For the second straight season, Elton Brand has struck in the wee hours of the night leading up to the trade deadline, filling two dire needs for the Philadelphia 76ers.
It doesn’t take a rocket scientist to figure out what the Philadelphia 76ers needed heading into the 2020 trade deadline. Only Josh Richardson can really create at all three levels, and only Furkan Korkmaz (who was barely in the Sixers’ offseason plans to begin with) and Mike Scott (who has been putrid this season) can be relied upon to take catch-and-shoot threes.
Both those holes were filled early Thursday morning. According to ESPN’s Adrian Wojnarowski, the Sixers are adding both a scorer and a shooter, both from the same team, and both of whom were linked to the Sixers for several weeks leading up to the deadline.
Two roster spots will have to be made for the newcomers, so we’ll see how the front office handles that later today.
The 6’6″, 214-pound combo guard Alec Burks was known for several years as the one Jazz player who didn’t play enough. He was a productive scorer and capable shooter when he did hit the floor, but he only eclipsed 1000 minutes in three of his seven full seasons in Salt Lake.
Last season he was part of two trades, both of which were more about his contract than his on-court value. His longest stint of 2018-19, with the Cleveland Cavaliers, saw him put up 11.6 points, 5.5 rebounds and 2.9 assists per game on below-average efficiency.
A lot of that can be attested to the context of playing for those putrid Cavaliers. The lineup he appeared most frequently in was with: Rodney Hood, who didn’t take off until he was traded to Portland; Cedi Osman, a good role player who isn’t lifting up a bottom feeder; Collin Sexton, a rookie last year who was historically bad; and Ante Zizic, who can only get 9.9 minutes a game on this season’s Cavs.
Therefore, the Golden State Warriors said “why not?” and inked him to a one-year minimum deal. It was undoubtedly a hit, as Burks is having a career season, averaging 16.1 points and 3.1 assists on acceptable efficiency.
He’s had to create a lot for Golden State in the minutes sans D’Angelo Russell; 43.9 percent of his shots have been pull-ups, i.e. he’s had to manufacture a lot of offense for himself, per NBA.com. He can also run a pick-and-roll better than anyone on the current roster, generating 0.92 points per possession as the PNR ball handler (71st percentile, per NBA.com).
He will immediately step into a spark plug role for the Sixers, where he can initiate for others and get buckets when the offense stagnates. He may even be counted on to create at the end of games. Ideally, he becomes the backup point guard who can play on or off the ball, soaking up minutes at both the 1 and 2.

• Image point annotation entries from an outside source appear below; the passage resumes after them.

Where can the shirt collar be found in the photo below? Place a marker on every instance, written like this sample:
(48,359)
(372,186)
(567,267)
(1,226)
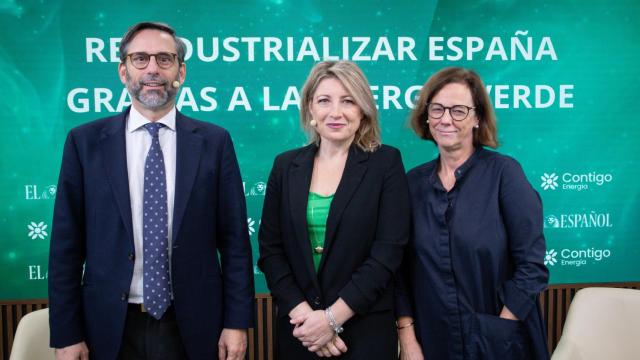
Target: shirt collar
(461,170)
(137,120)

Glenn Robinson III had a stint with the Philadelphia 76ers in 2015, so Process trusters are sure to remember him. The 6’6″, 222-pound wing is known for one thing: shooting. Robinson won’t be counted on to play crunch-time minutes or take a Korkmaz-esque amount of threes per game, but he makes the most of the chances he gets.
Other than his rookie season, Robinson has shot 38.1 percent on 1.8 attempts from three over the last five seasons. Take out his outlier 2018-19 season with the Detroit Pistons, and that figure bumps up to 39.6 percent on 2.0 attempts. Just this season Robinson is hitting 40.0 percent of those shots on a healthy 3.5 attempts per game. In case anyone’s still skeptical, a good indicator for shooting reliability is free throw percentage, and Robinson’s over the last five seasons has been solid at 77.1 percent.
That shooting will be welcomed in Philly. He won’t play outside his role, and will take advantage when opportunities present themselves. He and James Ennis will soak up the back-end wing minutes, and may even compete in a “quiet tournament” with Korkmaz and Matisse Thybulle for playoff minutes on the wing.
The cost to acquire these two players was surprising. Considering the Philadelphia 76ers’ desperation to fill these needs, most expected a higher asking price than three late second round picks. The picks Philly is sending to Golden State are: the Dallas Mavericks‘ 2020 second, which is currently slotted 49th overall, per Tankathon.com; the Denver Nuggets‘ 2021 second, which is certain to be low; and the Toronto Raptors‘ 2022 second, which figures to be low as Pascal Siakam continues to ascend.
Burks is almost guaranteed to be in the playoff rotation, and Robinson will push for a spot while filling an immediate need. The price of adding these two was pretty low, making for an ideal set of upgrades for a team which finds itself low on premium assets.